I was a bit surprised when the corresponding iOS implementation (using CommonCryptor, iOS 5.1) failed to decode every block except the first when decoding a packet. It seems that CommonCryptor defines the counter in some other way. The CommonCryptor can be created in both big endian and little endian mode, but some vague comments in the CommonCryptor code indicates that this is not (or at least has not been) fully supported:
http://www.opensource.apple.com/source/CommonCrypto/CommonCrypto-60026/Source/API/CommonCryptor.c
/* corecrypto only implements CTR_BE. No use of CTR_LE was found so we're marking
this as unimplemented for now. Also in Lion this was defined in reverse order.
See <rdar://problem/10306112> */
By decoding block by block, each time setting the IV as specified above, it works nicely.
My question: is there a "right" way of implementing the CTR/IV mode when decoding multiple blocks in a single go, or can I expect it to be interoperability problems when using different crypto libs? Is CommonCrypto bugged in this regard, or is it just a question of implementing the CTR mode differently?
The definition of the counter is (loosely) specified in NIST recommendation sp800-38a Appendix B. Note that NIST only specifies how to use CTR mode with regards to security; it does not define one standard algorithm for the counter.
To answer your question directly, whatever you do you should expect the counter to be incremented by one each time. The counter should represent a 128 bit big endian integer according to the NIST specifications. It may be that only the least significant (rightmost) bits are incremented, but that will usually not make a difference unless you pass the 2^32 - 1 or 2^64 - 1 value.
For the sake of compatibility you could decide to use the first (leftmost) 12 bytes as random nonce, and leave the latter ones to zero, then let the implementation of the CTR do the increments.

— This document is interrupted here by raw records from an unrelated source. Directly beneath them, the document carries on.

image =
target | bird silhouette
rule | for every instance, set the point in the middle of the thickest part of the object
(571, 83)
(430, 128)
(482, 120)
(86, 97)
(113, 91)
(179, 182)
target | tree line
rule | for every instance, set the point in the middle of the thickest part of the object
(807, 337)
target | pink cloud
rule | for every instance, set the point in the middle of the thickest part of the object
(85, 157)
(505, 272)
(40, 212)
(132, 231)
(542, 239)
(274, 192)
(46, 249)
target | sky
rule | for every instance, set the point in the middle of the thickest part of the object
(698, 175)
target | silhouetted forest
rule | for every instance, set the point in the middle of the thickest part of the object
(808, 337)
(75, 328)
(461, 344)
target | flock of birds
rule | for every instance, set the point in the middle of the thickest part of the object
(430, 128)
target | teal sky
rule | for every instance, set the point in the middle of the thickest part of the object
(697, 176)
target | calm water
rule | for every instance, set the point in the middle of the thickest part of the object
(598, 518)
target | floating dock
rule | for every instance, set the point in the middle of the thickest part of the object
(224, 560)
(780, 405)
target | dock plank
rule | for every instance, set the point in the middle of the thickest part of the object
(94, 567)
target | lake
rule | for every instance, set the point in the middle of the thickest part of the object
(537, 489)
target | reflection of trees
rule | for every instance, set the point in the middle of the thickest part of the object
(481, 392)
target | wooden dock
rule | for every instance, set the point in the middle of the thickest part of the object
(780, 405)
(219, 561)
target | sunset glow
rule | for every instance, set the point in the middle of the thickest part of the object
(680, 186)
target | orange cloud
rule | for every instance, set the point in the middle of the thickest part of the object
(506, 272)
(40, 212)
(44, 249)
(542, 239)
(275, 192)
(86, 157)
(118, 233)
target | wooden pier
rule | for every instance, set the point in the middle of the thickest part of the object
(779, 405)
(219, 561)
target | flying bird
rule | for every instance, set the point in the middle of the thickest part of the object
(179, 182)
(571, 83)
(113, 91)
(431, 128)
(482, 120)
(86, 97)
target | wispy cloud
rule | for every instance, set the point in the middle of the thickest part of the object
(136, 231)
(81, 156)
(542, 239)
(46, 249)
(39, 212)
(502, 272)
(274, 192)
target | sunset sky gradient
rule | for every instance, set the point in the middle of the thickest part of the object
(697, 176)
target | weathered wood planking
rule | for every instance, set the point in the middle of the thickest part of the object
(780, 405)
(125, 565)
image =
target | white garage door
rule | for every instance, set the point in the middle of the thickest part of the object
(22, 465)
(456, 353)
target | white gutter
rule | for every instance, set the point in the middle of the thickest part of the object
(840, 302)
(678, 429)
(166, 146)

In that case you simply use a 96 bit / 12 byte random at the start, in that case there is no need for a packet counter.
You are however limited to 2^32 * 16 bytes of plaintext until the counter uses up all the available bits. It is implementation specific if the counter returns to zero or if the nonce itself is included in the counter, so you may want to limit yourself to messages of 68,719,476,736 = ~68 GB (yes that's base 10, Giga means 1,000,000,000).
because of the birthday problem you've got a 2^48 chance (48 = 96 / 2) of creating a collision for the nonce (required for each message, not each block), so you should limit the amount of messages;
if some attacker tricks you into decrypting 2^32 packets for the same nonce, you run out of counter.
In case this is still incompatible (test!) then use the initial 8 bytes as nonce. Unfortunately that does mean that you need to limit the number of messages because of the birthday problem.
Further investigations sheds some light on the CommonCrypto problem:
In iOS 6.0.1 the little endian option is now unimplemented. Also, I have verified that CommonCrypto is bugged in that the CCCryptorReset method does not in fact change the IV as it should, instead using pre-existing IV. The behaviour in 6.0.1 is different from 5.x.
This is potentially a security risc, if you initialize CommonCrypto with a nulled IV, and reset it to the actual IV right before encrypting. This would lead to all your data being encrypted with the same (nulled) IV, and multiple streams (that perhaps should have different IV but use same key) would leak data via a simple XOR of packets with corresponding ctr.